Katie Armiger Really Sets Things On Fire with Her Latest Video.
Katie Armiger debuted her newest music video for single “Playin with Fire” earlier this month. At first, I really loved this song because I thought it was a strong female voice with a strong female perspective. The more I listen though, the more I really can’t decide how to read it. The video doesn’t really clarify anything for me, either.
The song is essentially telling the story of a woman who knows a man is bad news, but continues a relationship with him anyway because it feels good (does it?). That theme alone is entirely contradictory and confusing, not to mention setting a poor example for women. It’s true that folks, men and women alike, get wrapped up in similar situations often, but is this the kind of message we should be promoting as sexy and modern?
Watch: Katie Armiger “Playin with Fire.”
To me the moral of this story moves counter to common sense, and encourages the idea that women really, deep down, want to be abused in some way. I’m sure the intention of the song writer’s, and no doubt, Katie, was to provide a sexy, catchy, radio friendly tune, and the song does meet that criteria. And honestly Armiger is undeniably talented with vocal chords that sound like they could belt out just about anything, and make it sound beautiful and powerful. Her vocal skill is partially why it took me a few listens to realize that the message behind the lyrics was so derogatory.
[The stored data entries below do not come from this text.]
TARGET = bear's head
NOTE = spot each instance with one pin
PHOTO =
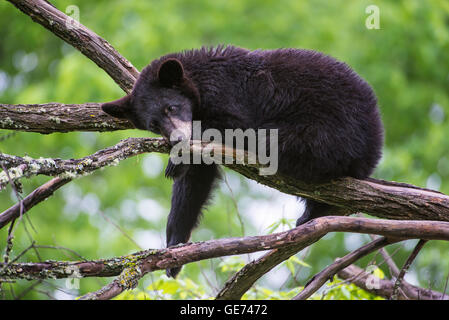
(162, 101)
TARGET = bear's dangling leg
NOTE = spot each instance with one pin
(316, 209)
(191, 190)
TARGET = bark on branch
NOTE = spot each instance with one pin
(295, 239)
(379, 198)
(58, 117)
(89, 43)
(384, 287)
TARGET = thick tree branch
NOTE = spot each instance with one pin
(37, 196)
(328, 273)
(19, 167)
(58, 117)
(152, 260)
(359, 277)
(89, 43)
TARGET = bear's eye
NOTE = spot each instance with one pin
(170, 109)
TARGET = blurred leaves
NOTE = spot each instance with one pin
(405, 61)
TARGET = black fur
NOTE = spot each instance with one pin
(327, 116)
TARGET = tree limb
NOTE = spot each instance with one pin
(379, 198)
(400, 278)
(89, 43)
(384, 289)
(320, 278)
(151, 260)
(58, 117)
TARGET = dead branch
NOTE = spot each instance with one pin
(328, 273)
(300, 237)
(37, 196)
(384, 287)
(89, 43)
(58, 117)
(400, 278)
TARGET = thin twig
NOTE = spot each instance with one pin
(319, 279)
(405, 268)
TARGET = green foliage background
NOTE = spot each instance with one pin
(406, 61)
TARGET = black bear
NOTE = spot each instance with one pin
(327, 117)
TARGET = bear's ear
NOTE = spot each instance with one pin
(118, 108)
(171, 72)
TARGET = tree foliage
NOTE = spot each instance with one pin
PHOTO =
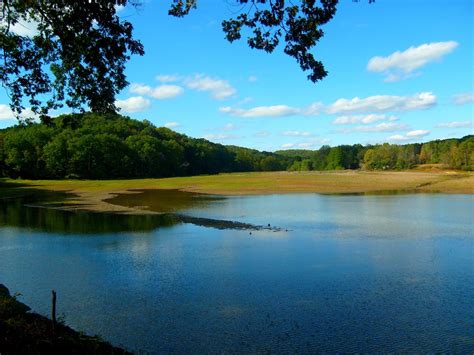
(106, 146)
(270, 22)
(78, 55)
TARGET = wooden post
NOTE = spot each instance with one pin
(53, 310)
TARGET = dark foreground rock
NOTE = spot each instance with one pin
(23, 332)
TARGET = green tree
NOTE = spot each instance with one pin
(79, 54)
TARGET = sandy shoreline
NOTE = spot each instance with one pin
(89, 195)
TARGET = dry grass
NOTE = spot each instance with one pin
(92, 193)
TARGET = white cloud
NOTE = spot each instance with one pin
(172, 124)
(412, 135)
(219, 89)
(22, 28)
(297, 134)
(167, 78)
(455, 124)
(220, 137)
(401, 65)
(262, 134)
(306, 144)
(418, 133)
(160, 92)
(261, 111)
(364, 119)
(229, 127)
(383, 103)
(272, 111)
(133, 104)
(465, 98)
(381, 127)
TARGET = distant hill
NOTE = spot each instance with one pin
(112, 146)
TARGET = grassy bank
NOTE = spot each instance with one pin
(90, 194)
(23, 332)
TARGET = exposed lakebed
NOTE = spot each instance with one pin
(342, 273)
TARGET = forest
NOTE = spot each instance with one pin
(111, 146)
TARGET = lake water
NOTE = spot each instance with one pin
(339, 274)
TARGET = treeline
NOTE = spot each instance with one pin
(452, 153)
(93, 146)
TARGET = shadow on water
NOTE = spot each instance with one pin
(35, 209)
(41, 210)
(377, 193)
The video too, also well-made by professional standards in its own right, provides a contradictory image of the woman in the song. She is working with her hands, getting messy with tools in a garage somewhere, building some complicated piece of machinery (turns out its a giant blow torch), but she is still super feminine with perfect make-up, cleavage popping out everywhere, form fitting clothes and sky high heels (because that’s what I wear when I’m wielding potentially dangerous machinery). So, yes, ladies be strong, but not too strong, don’t mess up your make-up! Also, be in control of your relationship, but not really since whoever you’re with is probably hurting you in some way.
This song, along with the video, takes women backwards a few years…decades, to the world where women just take what’s dished at them. Worse to me though, it’s pretending to be a kind empowering tune for women, feigning control (“I’m already crazy and I feel fine”/”I know you’re like playin with fire but I like the burn”) and strength (all that fire in the video, and using tools, etc).
Despite my criticisms here, I genuinely am excited to hear/see more from Armiger as I’m sure her star will continue to rise, but I just hope that what comes next is a little less feeding into female stereotypes and a little more original.